Après avoir vilipendé et supprimé la plupart des dispositifs d'emplois aidés, vous créez le contrat d'activité pour les jeunes, qui ressemble à s'y méprendre au SMIC jeune, ce SMIC au rabais qu'avait tenté d'instituer Edouard Balladur. Après avoir tenté en vain de radier les recalculés de l'UNEDIC, vous voulez obliger les chômeurs à accepter tout emploi qu'on leur propose, sous peine de voir leurs allocations amputées. Après avoir prévu de faciliter les règles d'embauche et de licenciement, vous voulez contraindre les entreprises à renégocier les 35 heures.
C'est vous qui avez poussé les entreprises au chantage aux délocalisations, que certaines utilisent dorénavant pour contraindre leurs salariés à travailler plus longtemps et gratuitement ! Alors ne venez plus nous dire que l'assouplissement de la RTT sera une revalorisation du travail et du pouvoir d'achat ! La vérité, c'est qu'on impose aux salariés le retour au travail gratuit, dont vous avez donné un premier exemple avec la suppression d'un jour férié.
Ne cherchez pas un prétexte facile dans l'élargissement de l'Europe. Il vous suffit de poser comme condition à la négociation sur les fonds structurels, ou à l'adhésion à l'euro, un engagement de nos partenaires à opérer progressivement une harmonisation fiscale et sociale. L'Europe des délocalisations est trop souvent le fruit de vos résignations.
Faut-il alors s'étonner que le retour de la croissance, dont vous vous targuez, soit si fragile et si tributaire de l'environnement international ? Vous n'inspirez plus la confiance. Même les experts les mieux disposés à votre endroit ne voient pas se profiler de véritable amélioration de la situation de l'emploi et du niveau des déficits.
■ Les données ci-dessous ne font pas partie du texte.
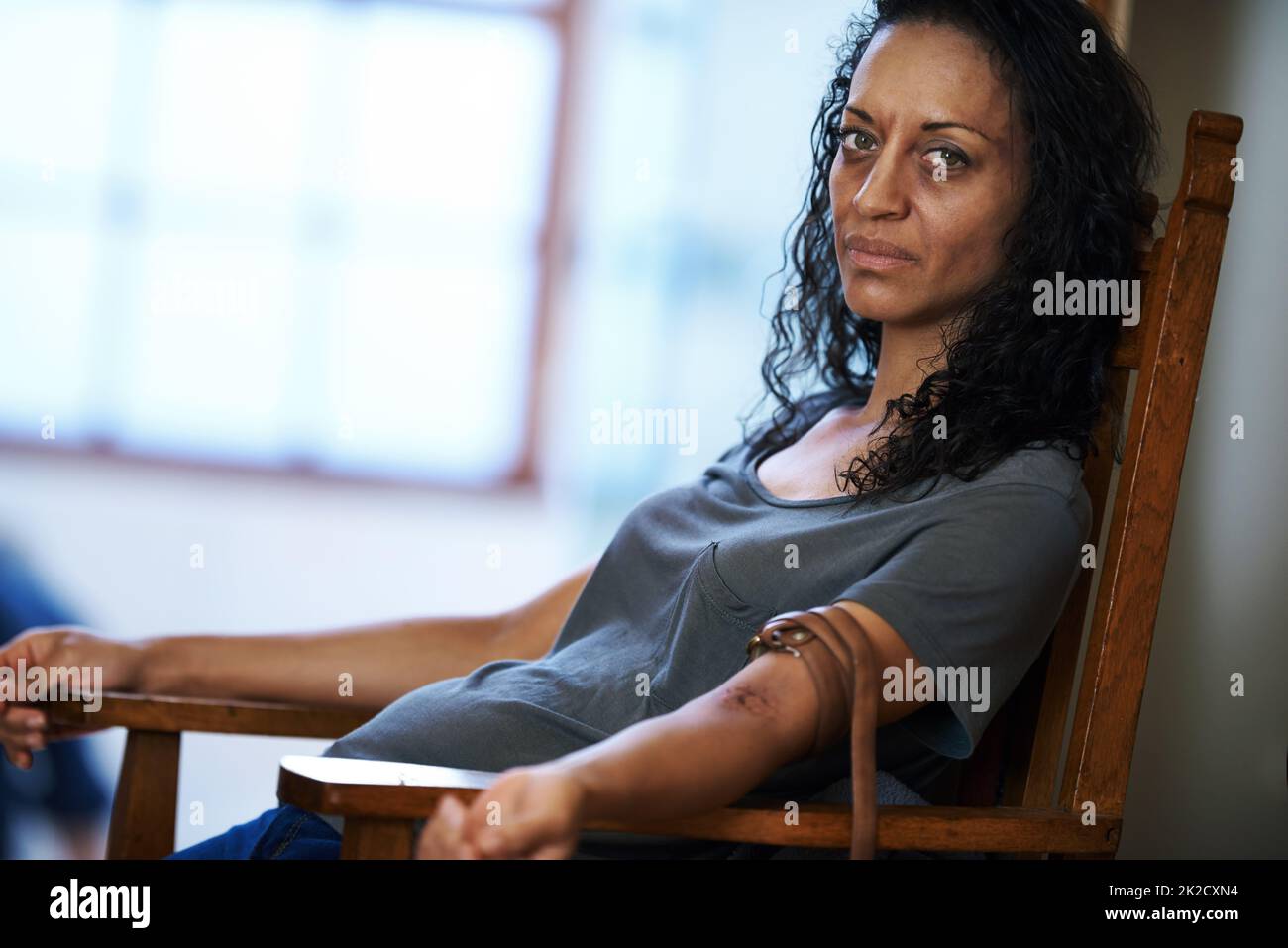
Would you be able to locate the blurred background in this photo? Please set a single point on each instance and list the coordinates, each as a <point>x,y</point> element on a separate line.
<point>331,290</point>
A cette crise de confiance, vous opposez la ritournelle de l'" action ", comme si le mouvement seul comptait, et non le sens qu'on lui donne ! Les Français ne vous reprochent pas d'agir, ils ne vous reprochent pas de faire des réformes ; ils vous reprochent la distance entre vos paroles et vos actes, dont le " plan climat " est le dernier avatar. Tous vos discours chantent les grands principes : le pacte social, le pacte républicain, l'égalité des chances, le développement durable. Toutes vos réformes sont porteuses de leurs contraires : la dureté sociale, l'érosion des droits, l'abaissement des protections collectives, la soumission aux lobbies.
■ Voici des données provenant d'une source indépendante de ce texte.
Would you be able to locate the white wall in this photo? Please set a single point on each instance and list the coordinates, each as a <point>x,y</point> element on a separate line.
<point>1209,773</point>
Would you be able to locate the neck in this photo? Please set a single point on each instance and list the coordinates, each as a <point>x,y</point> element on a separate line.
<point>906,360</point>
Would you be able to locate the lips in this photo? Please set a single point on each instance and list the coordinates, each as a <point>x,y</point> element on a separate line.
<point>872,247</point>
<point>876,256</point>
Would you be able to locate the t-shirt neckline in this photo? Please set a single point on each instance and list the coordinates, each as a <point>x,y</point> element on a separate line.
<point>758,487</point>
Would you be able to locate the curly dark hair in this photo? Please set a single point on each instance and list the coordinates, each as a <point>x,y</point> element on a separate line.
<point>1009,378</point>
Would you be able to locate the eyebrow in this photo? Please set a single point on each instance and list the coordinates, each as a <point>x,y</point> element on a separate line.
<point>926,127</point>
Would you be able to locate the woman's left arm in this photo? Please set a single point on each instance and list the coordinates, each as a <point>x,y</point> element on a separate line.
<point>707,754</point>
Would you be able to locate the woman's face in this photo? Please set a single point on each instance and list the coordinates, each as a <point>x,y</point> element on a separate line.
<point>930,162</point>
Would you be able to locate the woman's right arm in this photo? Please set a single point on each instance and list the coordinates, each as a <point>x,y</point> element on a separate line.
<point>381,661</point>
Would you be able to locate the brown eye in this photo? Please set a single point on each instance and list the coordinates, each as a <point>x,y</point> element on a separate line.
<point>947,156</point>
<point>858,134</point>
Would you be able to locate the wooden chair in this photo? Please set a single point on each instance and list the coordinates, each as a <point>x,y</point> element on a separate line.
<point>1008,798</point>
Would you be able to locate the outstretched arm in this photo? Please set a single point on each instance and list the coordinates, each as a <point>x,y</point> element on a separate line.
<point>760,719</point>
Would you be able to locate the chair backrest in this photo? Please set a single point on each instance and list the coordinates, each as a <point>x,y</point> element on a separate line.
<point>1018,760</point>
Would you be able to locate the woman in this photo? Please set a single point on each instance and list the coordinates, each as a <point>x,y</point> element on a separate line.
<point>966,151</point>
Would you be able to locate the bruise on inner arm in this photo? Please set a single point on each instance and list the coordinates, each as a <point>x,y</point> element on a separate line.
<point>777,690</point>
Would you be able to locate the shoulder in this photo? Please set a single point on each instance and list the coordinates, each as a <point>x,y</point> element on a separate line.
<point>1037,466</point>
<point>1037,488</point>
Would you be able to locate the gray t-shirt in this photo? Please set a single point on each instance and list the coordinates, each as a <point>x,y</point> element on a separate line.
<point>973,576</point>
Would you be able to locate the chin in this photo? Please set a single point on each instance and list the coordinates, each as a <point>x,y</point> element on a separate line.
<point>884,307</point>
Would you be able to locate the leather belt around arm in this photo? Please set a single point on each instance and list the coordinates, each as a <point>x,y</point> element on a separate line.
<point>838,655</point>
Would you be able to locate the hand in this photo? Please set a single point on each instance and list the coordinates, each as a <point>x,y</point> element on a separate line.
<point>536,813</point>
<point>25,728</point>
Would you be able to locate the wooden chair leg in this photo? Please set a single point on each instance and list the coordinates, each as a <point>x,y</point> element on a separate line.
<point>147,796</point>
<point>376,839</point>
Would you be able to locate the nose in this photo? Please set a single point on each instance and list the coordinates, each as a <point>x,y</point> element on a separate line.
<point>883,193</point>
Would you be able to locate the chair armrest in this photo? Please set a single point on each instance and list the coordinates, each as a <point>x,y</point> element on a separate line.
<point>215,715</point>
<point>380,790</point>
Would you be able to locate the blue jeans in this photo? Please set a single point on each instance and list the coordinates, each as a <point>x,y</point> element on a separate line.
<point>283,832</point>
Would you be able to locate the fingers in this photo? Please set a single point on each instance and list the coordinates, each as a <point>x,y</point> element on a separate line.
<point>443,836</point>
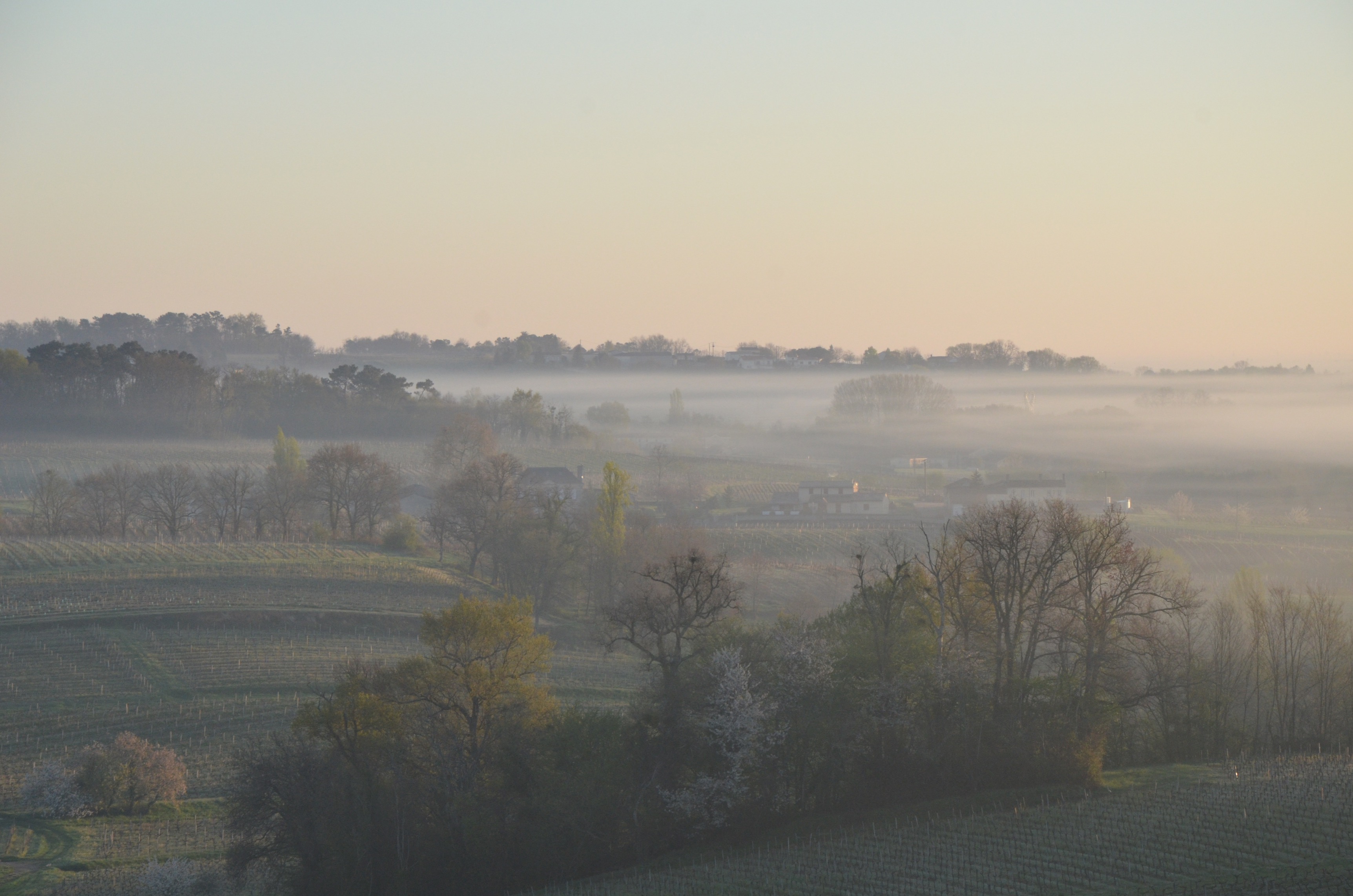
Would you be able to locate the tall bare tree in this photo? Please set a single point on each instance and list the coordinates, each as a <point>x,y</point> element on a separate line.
<point>1018,553</point>
<point>97,504</point>
<point>53,504</point>
<point>170,497</point>
<point>666,614</point>
<point>225,499</point>
<point>125,488</point>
La France est malade de ce trou noir de la politique. Malade d'un régime qui est désavoué par son peuple et qui n'en tire aucune conséquence. Malade de l'exercice solitaire du pouvoir par un président versatile et désinvolte. Malade d'une politique avec un petit " p ", menée par un gouvernement sans chef et sans horizon. Malade des pratiques d'un clan qui accapare l'appareil d'Etat et se perd en querelles de sérail. Remplacer un homme par un autre n'y changera rien.
Nos concitoyens attendent une volonté qui rompe avec le conservatisme néo-libéral, et qui ose des solutions novatrices. Ils aspirent à un projet collectif qui transcende la société et réinvente une communauté de destin.
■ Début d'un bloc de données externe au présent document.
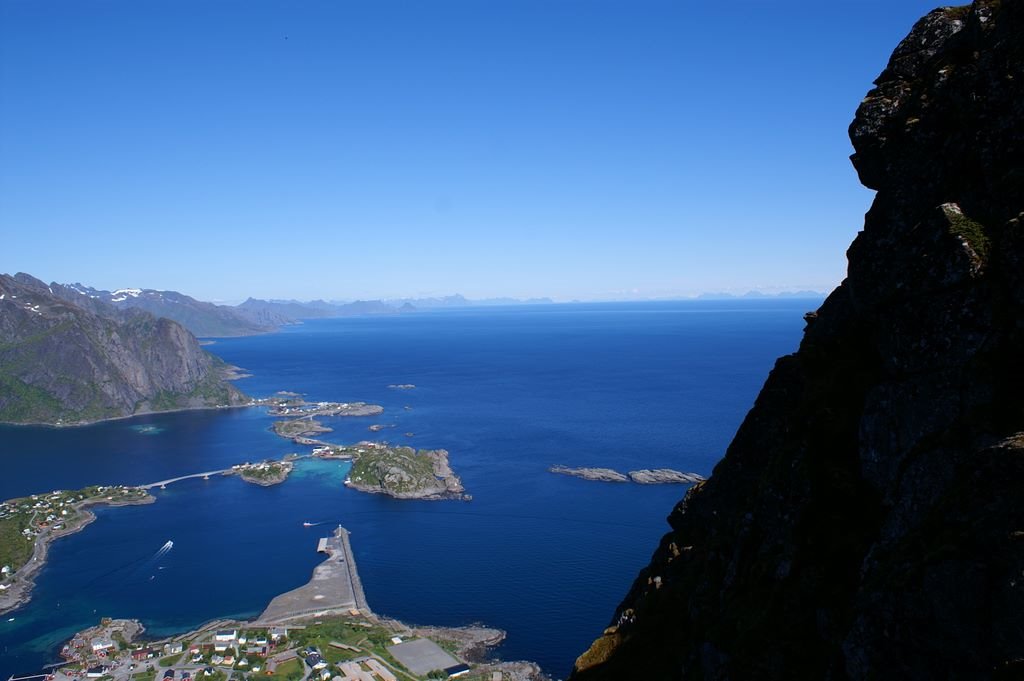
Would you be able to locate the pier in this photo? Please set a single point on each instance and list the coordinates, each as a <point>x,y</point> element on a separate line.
<point>335,586</point>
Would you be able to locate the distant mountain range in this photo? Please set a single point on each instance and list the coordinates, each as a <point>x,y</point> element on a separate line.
<point>207,320</point>
<point>70,356</point>
<point>759,294</point>
<point>202,318</point>
<point>459,300</point>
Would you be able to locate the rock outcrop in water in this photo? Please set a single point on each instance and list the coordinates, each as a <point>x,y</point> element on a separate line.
<point>61,363</point>
<point>865,522</point>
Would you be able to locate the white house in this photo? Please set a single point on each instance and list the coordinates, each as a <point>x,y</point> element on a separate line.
<point>100,644</point>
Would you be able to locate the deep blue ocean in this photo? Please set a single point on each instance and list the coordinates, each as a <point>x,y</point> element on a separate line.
<point>509,391</point>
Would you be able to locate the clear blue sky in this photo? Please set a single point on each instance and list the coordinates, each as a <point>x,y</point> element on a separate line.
<point>342,149</point>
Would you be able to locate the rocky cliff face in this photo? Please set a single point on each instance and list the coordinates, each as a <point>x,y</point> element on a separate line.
<point>865,521</point>
<point>62,363</point>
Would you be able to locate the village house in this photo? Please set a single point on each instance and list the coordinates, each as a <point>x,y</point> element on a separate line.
<point>101,645</point>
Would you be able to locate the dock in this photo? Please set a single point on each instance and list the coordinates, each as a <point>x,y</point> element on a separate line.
<point>335,586</point>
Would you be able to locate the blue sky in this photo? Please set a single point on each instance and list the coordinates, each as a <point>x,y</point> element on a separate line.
<point>573,149</point>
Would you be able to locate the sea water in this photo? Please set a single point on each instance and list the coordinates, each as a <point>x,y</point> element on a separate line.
<point>509,391</point>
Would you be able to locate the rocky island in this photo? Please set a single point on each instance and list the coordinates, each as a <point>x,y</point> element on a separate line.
<point>403,472</point>
<point>643,476</point>
<point>599,474</point>
<point>664,476</point>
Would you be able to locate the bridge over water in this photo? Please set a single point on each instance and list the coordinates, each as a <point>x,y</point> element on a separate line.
<point>164,483</point>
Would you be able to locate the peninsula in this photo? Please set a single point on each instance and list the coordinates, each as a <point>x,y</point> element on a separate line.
<point>322,630</point>
<point>265,473</point>
<point>30,524</point>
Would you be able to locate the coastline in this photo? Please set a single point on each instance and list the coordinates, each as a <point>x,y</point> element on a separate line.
<point>80,424</point>
<point>20,590</point>
<point>338,573</point>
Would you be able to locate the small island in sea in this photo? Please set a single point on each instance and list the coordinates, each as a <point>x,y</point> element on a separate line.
<point>642,476</point>
<point>401,472</point>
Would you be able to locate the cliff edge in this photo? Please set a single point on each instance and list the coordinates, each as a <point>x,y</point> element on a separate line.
<point>864,523</point>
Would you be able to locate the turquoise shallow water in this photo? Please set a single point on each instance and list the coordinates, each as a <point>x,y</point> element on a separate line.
<point>508,391</point>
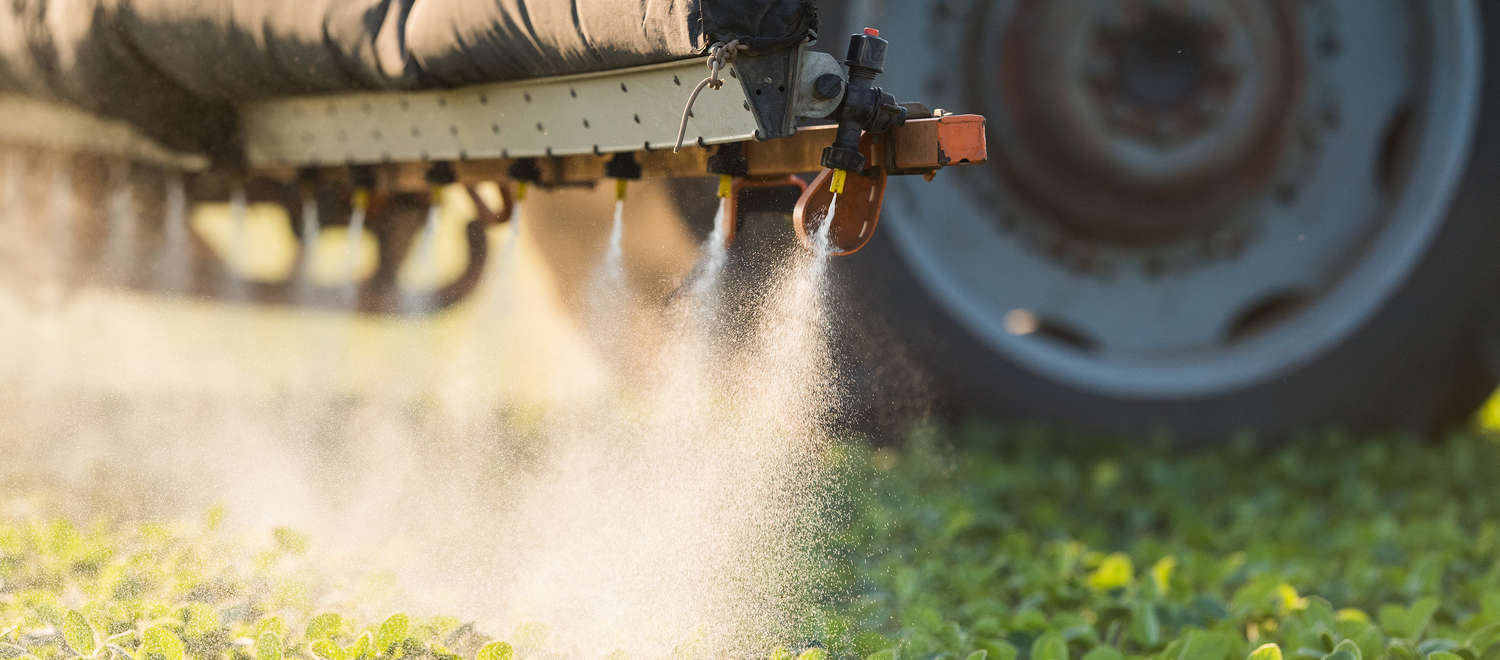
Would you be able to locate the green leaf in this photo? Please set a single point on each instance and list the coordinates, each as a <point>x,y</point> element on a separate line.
<point>1484,638</point>
<point>1103,653</point>
<point>362,648</point>
<point>1145,627</point>
<point>495,651</point>
<point>392,632</point>
<point>1265,651</point>
<point>1346,650</point>
<point>1050,647</point>
<point>1001,650</point>
<point>324,626</point>
<point>267,647</point>
<point>161,644</point>
<point>78,633</point>
<point>327,650</point>
<point>1115,572</point>
<point>1203,645</point>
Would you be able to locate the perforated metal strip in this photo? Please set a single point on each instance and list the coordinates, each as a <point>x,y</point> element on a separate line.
<point>621,110</point>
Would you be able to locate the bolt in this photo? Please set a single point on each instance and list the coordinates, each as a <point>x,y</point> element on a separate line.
<point>828,87</point>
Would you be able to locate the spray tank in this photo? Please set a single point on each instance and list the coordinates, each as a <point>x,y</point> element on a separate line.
<point>380,162</point>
Monsieur le Premier ministre, quelles que soient vos qualités personnelles d'abnégation, d'endurance ou de dévouement, vous ne pouvez être l'homme de ce renouveau. Trop d'occasions ont été manquées. Trop d'injustices ont été commises. Le désenchantement de notre pays rappelle la France de la Restauration décrite par un auteur contemporain : " Dans ce cimetière des illusions perdues et des légitimités défuntes..., partout rôde le spectre du désenchantement, tandis que les âmes rongées " portent le soleil noir de la mélancolie " Cette marée basse du cur et de la raison fait le lit d'un universel scepticisme, d'un étrange attentisme, à rebours des passions qui ont ponctué notre histoire ".
Monsieur le Premier ministre, l'auteur de ces lignes inspirées est l'un des hommes qui rêve peut-être de vous succéder : Dominique de Villepin. Son livre s'intitule Les Cent jours ou l'esprit de sacrifice. Vous y puiserez peut-être matière à méditation, au moment où nous demandons à l'Assemblée nationale de censurer votre gouvernement. Quand un régime est malade, les hommes passent, mais l'alternance est en dehors de lui.